To: HeyRainier who wrote (206)1/14/1998 10:23:00 PM
From: Scott H. Davis  Respond to of 1720
 
[8-10 NPL question] I probably missed the post. But I am also interested in when B Bands, in conjunction with confirmations such as RSI and stochastics indicate an imminent downturn after an overbought condition. Specifically, how to pre-assess the magnitude
of the retrenchment. Two companies I own, VICL and UNRG were overbought, I know they were about to have a fallback, I subjectively assessed that, since the overbought condition was not an exteme situation, that I would ride it out, since one piece of positive news would cause a significant pop.

In VICL's case since it had several 98 pieces of good news following a lot of tax loss selling & heavy short interest, I thought that the rise ( 11's to 16+ in 98) was due to a positive combination of re-entry after tax loss selling, news, and after a strong up-trend, short covering.

With UNRG, I exited twice & re-bought much lower twice in fall 97 when it was clearly overbought then oversold. Since this is very thinly traded, if one of the expected news items hits, it would also fly, so I elected to not cash out two days ago. (no, I'm not crazy, I diversified enough profits into a company with a solid earnings trend that I can afford to ride out a speculative). The Oct 97 UNRG spike may prove a good contrast to modest overbought/sold conditions for your analysis.

But I wondered too much. Again, is there a way to objectively pre-assess an expected snap-back after an overbought or oversold condition?

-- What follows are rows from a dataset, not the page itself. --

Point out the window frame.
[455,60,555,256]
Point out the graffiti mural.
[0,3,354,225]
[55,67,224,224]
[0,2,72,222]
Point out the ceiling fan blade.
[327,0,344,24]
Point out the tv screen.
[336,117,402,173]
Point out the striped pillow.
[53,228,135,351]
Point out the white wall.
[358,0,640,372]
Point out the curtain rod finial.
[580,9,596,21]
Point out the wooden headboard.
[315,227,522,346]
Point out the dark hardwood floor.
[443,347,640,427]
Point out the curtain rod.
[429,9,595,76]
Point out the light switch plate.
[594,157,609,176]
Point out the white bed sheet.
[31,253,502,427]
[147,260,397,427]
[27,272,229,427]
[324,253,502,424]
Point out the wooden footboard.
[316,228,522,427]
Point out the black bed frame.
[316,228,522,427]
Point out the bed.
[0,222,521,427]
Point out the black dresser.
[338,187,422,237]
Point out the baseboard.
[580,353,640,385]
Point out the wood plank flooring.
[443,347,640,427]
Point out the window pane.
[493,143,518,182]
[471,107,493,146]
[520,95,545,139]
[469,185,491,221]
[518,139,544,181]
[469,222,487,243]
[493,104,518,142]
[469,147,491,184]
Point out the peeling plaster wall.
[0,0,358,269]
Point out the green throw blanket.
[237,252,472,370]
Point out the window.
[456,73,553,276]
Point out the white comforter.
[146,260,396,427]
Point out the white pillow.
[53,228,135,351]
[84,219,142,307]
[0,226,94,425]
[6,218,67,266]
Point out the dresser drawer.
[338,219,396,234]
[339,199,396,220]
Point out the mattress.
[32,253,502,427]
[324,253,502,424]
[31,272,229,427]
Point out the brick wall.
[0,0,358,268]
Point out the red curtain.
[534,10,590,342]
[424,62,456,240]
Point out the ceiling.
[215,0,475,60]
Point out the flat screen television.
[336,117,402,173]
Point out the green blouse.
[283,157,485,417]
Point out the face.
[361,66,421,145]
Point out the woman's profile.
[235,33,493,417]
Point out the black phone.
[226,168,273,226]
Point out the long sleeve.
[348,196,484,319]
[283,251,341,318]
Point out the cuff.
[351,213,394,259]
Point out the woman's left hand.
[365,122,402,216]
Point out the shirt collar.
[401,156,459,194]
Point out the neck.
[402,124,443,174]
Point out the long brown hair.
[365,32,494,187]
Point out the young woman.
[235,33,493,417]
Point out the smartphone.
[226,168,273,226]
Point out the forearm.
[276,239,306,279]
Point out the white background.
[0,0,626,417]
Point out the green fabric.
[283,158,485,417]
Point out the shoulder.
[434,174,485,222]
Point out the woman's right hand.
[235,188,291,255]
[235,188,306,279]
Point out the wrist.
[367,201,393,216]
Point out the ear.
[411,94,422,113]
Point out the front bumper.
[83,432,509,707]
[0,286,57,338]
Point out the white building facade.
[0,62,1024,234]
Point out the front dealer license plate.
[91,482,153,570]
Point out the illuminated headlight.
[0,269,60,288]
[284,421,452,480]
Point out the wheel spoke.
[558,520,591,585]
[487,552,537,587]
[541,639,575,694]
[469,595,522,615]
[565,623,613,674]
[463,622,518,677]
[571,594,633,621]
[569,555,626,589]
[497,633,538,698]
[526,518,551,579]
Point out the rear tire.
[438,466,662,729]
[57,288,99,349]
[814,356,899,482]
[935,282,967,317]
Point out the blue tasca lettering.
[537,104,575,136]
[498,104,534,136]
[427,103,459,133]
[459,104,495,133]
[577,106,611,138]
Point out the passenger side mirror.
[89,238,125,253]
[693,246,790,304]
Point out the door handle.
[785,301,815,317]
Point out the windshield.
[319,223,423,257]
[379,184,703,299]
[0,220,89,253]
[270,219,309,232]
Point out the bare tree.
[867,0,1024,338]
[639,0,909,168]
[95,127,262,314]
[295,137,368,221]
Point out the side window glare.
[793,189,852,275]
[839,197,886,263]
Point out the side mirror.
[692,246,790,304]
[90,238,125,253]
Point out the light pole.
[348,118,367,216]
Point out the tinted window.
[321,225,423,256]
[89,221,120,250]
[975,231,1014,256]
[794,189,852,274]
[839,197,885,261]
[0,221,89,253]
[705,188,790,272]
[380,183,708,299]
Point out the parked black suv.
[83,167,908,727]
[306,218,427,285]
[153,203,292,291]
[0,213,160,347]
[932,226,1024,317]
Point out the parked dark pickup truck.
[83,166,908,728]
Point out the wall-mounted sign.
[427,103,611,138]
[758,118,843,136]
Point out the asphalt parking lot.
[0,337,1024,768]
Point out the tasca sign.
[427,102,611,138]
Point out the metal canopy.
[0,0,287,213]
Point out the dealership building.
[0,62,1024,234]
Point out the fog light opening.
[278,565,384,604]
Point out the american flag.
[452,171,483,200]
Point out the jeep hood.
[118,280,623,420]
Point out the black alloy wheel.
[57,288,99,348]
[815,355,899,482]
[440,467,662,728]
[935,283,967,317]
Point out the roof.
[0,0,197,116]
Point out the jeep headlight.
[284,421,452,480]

To: HeyRainier who wrote (206)1/16/1998 12:44:00 AM
From: ftth  Read Replies (4) | Respond to of 1720
 
Rainier: Great call on EK! Still looks like there's more to come. On your Bollinger band observations, I think the standard deviation / volatility measure used in Bollinger bands is based on the regular statistical definition of standard deviation of an arbitrary data set. Option pricing models (Black-Scholes) uses lognormal volatility. Regular standard deviation doesn't give the correct result if used as the volatility measure in B/S because there's an underlying assumption that stock prices follow a log-normal distribution (a normal distribution (regular standard deviation) would allow negative prices; other option pricing models use weird empirical distributions, but in any case there is always an effort to skew the distribution so that negative prices aren't allowed). I just wonder if a lack of fit to the underlying assumed distribution has any relation to how well Bollinger bands perform as indicators (not to mention the observation interval). Maybe Peg could address this too. I'm diggin' deep here in the old brain, but I think there's a t-statistic that can be used to validate or invalidate the underlying premise of a normal distribution. I'm pretty sure this is part of the reason why Bollinger himself says never use periods less than 10. Also, isn't there only about a 16% chance that the price will move by more than a standard deviation in one direction over the time period of interest, meaning there is always a tendency to cluster about the moving average, and to swiftly move inward toward the MA if its statistics get out of line. Large cap issues may more closely approximate a normal distribution, with smaller, more consistent swings and less tendancy to gap. My point is (yes there was a point to this rambling) perhaps a measurement of "Bollinger efficiency" could be attached to the indicator so you have a gauge of how much faith to put in the signal???